Но вот и сам его сиятельство, князь Чебылкин, изволит возвращаться от всенощной, четверней в коляске. Его сиятельство милостиво раскланивается на все стороны; четверня раскормленных лошадок влачит коляску мерным и томным шагом: сами бессловесные чувствуют всю важность возложенного на них подвига и ведут себя, как следует лошадям хорошего тона.
Наконец и совсем стемнело; гуляющие исчезли с улиц; окна в домах затворяются; где-где слышится захлопыванье ставней, сопровождаемое звяканьем засовываемых железных болтов, да доносятся до вас унылые звуки флейты, извлекаемые меланхоликом-приказным.
Все тихо, все мертво; на сцену выступают собаки…
Казалось бы, это ли не жизнь! А между тем все крутогорские чиновники, и в особенности супруги их, с ожесточением нападают на этот город. Кто звал их туда, кто приклеил их к столь постылому для них краю? Жалобы на Крутогорск составляют вечную канву для разговоров; за ними обыкновенно следуют стремления в Петербург.
– Очаровательный Петербург! – восклицают дамы.
– Душка Петербург! – вздыхают девицы.
– Да, Петербург… – глубокомысленно отзываются мужчины.
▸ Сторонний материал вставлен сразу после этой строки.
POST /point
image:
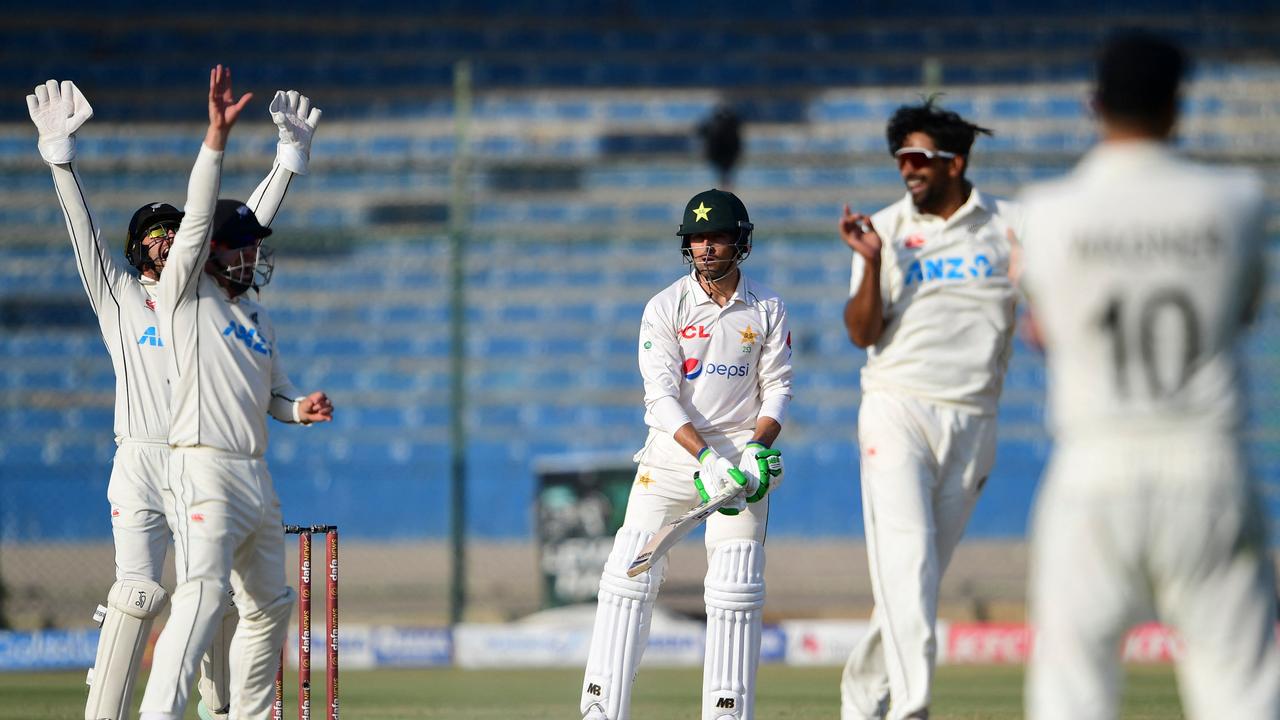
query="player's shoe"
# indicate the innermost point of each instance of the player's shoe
(205, 714)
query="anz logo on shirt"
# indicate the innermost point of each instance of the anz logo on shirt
(250, 337)
(949, 269)
(150, 337)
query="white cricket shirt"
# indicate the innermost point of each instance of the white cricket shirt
(1139, 268)
(224, 370)
(947, 300)
(126, 305)
(718, 368)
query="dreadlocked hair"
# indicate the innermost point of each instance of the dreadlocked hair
(950, 132)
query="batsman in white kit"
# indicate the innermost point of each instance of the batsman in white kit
(1142, 270)
(224, 374)
(716, 360)
(932, 302)
(126, 308)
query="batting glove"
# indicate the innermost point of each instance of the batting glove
(716, 474)
(293, 114)
(58, 113)
(764, 465)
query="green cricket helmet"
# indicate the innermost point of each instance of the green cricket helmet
(717, 210)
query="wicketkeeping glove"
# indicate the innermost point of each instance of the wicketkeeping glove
(716, 474)
(58, 112)
(764, 465)
(293, 114)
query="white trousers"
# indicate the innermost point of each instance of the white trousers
(136, 492)
(923, 466)
(734, 588)
(1165, 528)
(228, 531)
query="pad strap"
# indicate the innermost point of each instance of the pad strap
(132, 606)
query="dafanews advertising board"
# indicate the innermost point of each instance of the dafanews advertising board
(581, 502)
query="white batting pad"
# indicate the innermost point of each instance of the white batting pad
(132, 606)
(215, 669)
(622, 614)
(734, 595)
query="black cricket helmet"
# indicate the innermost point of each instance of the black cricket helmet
(717, 210)
(237, 253)
(155, 217)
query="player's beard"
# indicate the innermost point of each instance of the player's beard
(927, 196)
(717, 269)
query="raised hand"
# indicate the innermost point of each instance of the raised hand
(58, 112)
(296, 119)
(858, 233)
(223, 106)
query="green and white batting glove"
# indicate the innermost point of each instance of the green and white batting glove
(296, 119)
(766, 465)
(58, 112)
(718, 473)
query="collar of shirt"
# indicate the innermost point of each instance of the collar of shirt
(740, 294)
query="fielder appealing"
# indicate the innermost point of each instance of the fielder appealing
(716, 360)
(1142, 270)
(224, 374)
(126, 308)
(932, 301)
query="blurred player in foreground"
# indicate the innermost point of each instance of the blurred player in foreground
(1142, 270)
(225, 374)
(716, 360)
(932, 301)
(126, 306)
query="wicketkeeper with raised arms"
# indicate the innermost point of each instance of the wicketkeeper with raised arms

В устах всех Петербург представляется чем-то вроде жениха, приходящего в полуночи [1](Смотри Примечания 1 в конце книги); но ни те, ни другие, ни третьи не искренни; это так, façon de parler,[1] потому что рот у нас не покрыт. С тех пор, однако ж, как двукратно княгиня Чебылкина съездила с дочерью в столицу, восторги немного поохладились: оказывается, «qu’on n’y est jamais chez soi»,[2] что «мы отвыкли от этого шума», что «le prince Курылкин, jeune homme tout-à-fait charmant, – mais que ça reste entre nous – m’a fait tellement la cour,[3] что просто совестно! – но все-таки какое же сравнение наш милый, наш добрый, наш тихий Крутогорск!»
– Душка Крутогорск! – пищит княжна.
– Да, Крутогорск… – отзывается князь, плотоядно улыбаясь.